A Sociedade Brasileira de História da Ciência – SBHC – já se posicionou criticamente em relação ao Projeto de Lei desde que tomou conhecimento do seu conteúdo e tem enviado documentos manifestando sua preocupação com os possíveis desdobramentos do Projeto, caso ele seja aprovado como está. Nossa intenção não é recusar todo o Projeto de Lei, mas chamar atenção para as dificuldades que ocorrerão no que se relaciona ao exercício formal da pesquisa e da docência para aqueles integrados à área da história das ciências e outras áreas disciplinares semelhantes na sua organização profissional.

Quais são os pontos críticos do Projeto?

O Projeto prevê restrições de exercício profissional junto a estabelecimentos de ensino fundamental, médio e superior a todo aquele que não seja portador de diploma de historiador.

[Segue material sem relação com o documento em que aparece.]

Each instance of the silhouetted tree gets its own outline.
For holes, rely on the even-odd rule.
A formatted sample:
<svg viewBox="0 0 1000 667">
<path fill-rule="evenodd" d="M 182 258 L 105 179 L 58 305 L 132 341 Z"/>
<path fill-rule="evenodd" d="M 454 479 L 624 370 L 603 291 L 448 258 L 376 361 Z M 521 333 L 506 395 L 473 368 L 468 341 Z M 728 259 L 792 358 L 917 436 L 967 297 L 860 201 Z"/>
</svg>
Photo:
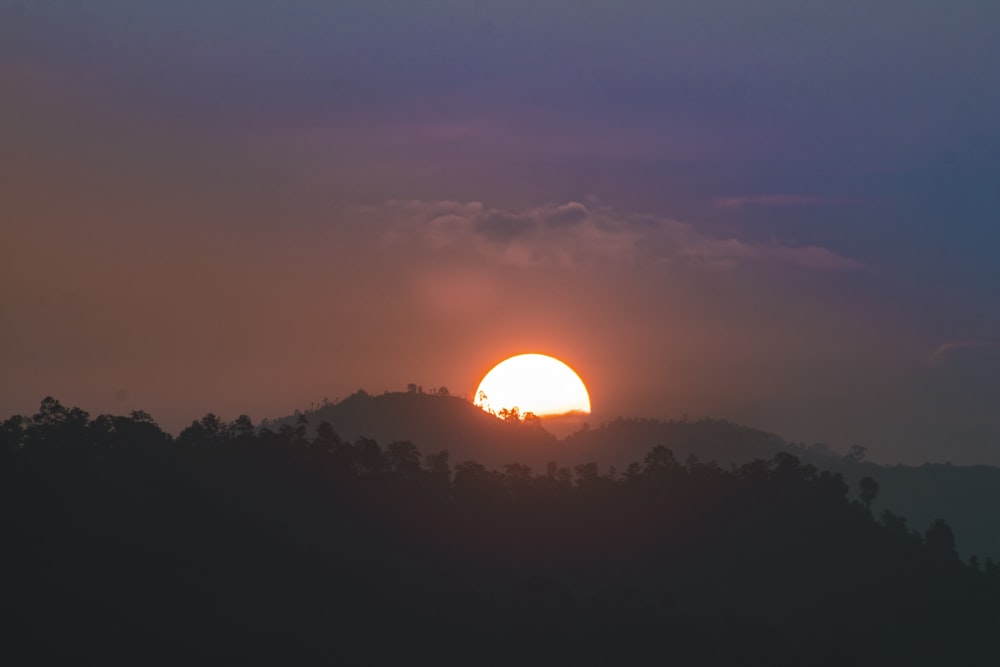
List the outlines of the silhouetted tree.
<svg viewBox="0 0 1000 667">
<path fill-rule="evenodd" d="M 643 473 L 650 477 L 668 477 L 680 470 L 674 453 L 666 447 L 654 447 L 643 460 Z"/>
<path fill-rule="evenodd" d="M 576 483 L 577 486 L 594 486 L 601 481 L 600 469 L 597 467 L 597 463 L 591 461 L 589 463 L 581 463 L 576 466 Z"/>
<path fill-rule="evenodd" d="M 340 436 L 333 430 L 330 422 L 321 421 L 316 426 L 316 439 L 313 441 L 315 447 L 329 453 L 331 456 L 335 456 L 342 444 Z M 349 460 L 345 461 L 345 463 L 349 463 Z"/>
<path fill-rule="evenodd" d="M 958 560 L 955 551 L 955 534 L 944 519 L 935 519 L 924 533 L 927 550 L 935 558 L 941 560 Z"/>
<path fill-rule="evenodd" d="M 512 408 L 500 408 L 497 416 L 508 424 L 518 424 L 521 422 L 521 409 L 516 405 Z"/>
<path fill-rule="evenodd" d="M 388 466 L 382 457 L 382 448 L 371 438 L 359 438 L 354 443 L 354 464 L 362 475 L 377 475 Z"/>
<path fill-rule="evenodd" d="M 177 436 L 177 444 L 181 447 L 211 447 L 220 445 L 228 439 L 228 425 L 209 412 L 181 431 Z"/>
<path fill-rule="evenodd" d="M 388 469 L 403 477 L 414 478 L 422 470 L 420 452 L 409 441 L 390 442 L 386 448 L 385 458 Z"/>
<path fill-rule="evenodd" d="M 883 510 L 879 518 L 882 526 L 894 537 L 909 537 L 910 530 L 906 526 L 906 517 L 894 514 L 889 510 Z"/>
<path fill-rule="evenodd" d="M 247 415 L 240 415 L 229 425 L 229 432 L 236 438 L 253 435 L 253 421 Z"/>
<path fill-rule="evenodd" d="M 24 423 L 25 419 L 21 415 L 14 415 L 0 422 L 0 453 L 21 448 L 21 443 L 24 441 Z"/>
<path fill-rule="evenodd" d="M 520 463 L 508 463 L 503 467 L 503 483 L 513 497 L 525 497 L 531 488 L 531 468 Z"/>
<path fill-rule="evenodd" d="M 447 489 L 451 485 L 451 467 L 448 465 L 448 452 L 440 451 L 437 454 L 428 454 L 424 458 L 427 462 L 427 472 L 430 473 L 432 484 L 438 489 Z"/>
<path fill-rule="evenodd" d="M 861 502 L 866 508 L 871 509 L 872 501 L 878 497 L 878 482 L 871 477 L 862 477 L 858 486 L 861 489 Z"/>
</svg>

Nosso questionamento se refere exclusivamente aos professores e pesquisadores de nível superior, já que a história da ciência é uma especialidade exercida em grande parte, mas não exclusivamente, por pessoas que tiveram formação superior, mas em outras áreas do conhecimento que não a da história. Esse formato por sua vez faz parte da própria história da especialidade, que nasceu como um interesse de cientistas de diversas áreas pela história das suas profissões. A partir daí cresceu a percepção de que as ciências e as tecnologias são parte importante da História do Brasil e por isso devem ser estudadas. Como tal as ciências têm sido cada vez mais tema de teses e dissertações, também de historiadores diplomados. Para se ter uma ideia, o primeiro livro escrito sobre a história das ciências brasileiras foi organizado por um sociólogo e educador, Fernando de Azevedo, em 1956. Claro também que análises sobre o lugar das ciências para entender, avaliar e propor projetos para o país existe desde muito tempo antes; ilustrados como José Bonifácio de Andrada e Silva, que além de homem público era naturalista, pesquisando principalmente nas áreas da mineralogia e agricultura, dizia: “Desde que eu comecei a pensar que as ciências eram um emérito fútil, quando não se aplicavam ao bem público, não pude deixar de espantar-me vendo o desleixo dos sábios e o pouco caso que faziam do bem público.”

A SBHC defende que por se tratar de um campo de conhecimento indispensável para compreender a história do mundo contemporâneo, os profissionais, ainda que não possuam o diploma específico em história, mas que têm múltiplas formações, e muito importante, têm o conhecimento de como as ciências funcionam, devem ser estimulados e não excluídos de participar da construção dos conhecimentos históricos. Evidentemente que podemos ter maus historiadores das ciências entre aqueles que não possuem o treinamento específico que o diploma de historiador prevê, mas isso também acontece entre os diplomados em história, o que já seria outra discussão.

O que na prática isso representa para aqueles que já exercem a função de historiador, mas não têm diploma de formação na área?

De imediato aqueles que já trabalham como historiadores não devem ser destituídos de suas funções, nem impedidos de pensar sobre a história, evidentemente, mas restrições de atuação, como publicação em revistas especializadas, proposição de projetos para agências de financiamento, realização de exposições, redação de manuais, atuação em instituições como museus e arquivos, são exemplos de possíveis restrições que o Projeto de Lei na forma em que está pode acarretar.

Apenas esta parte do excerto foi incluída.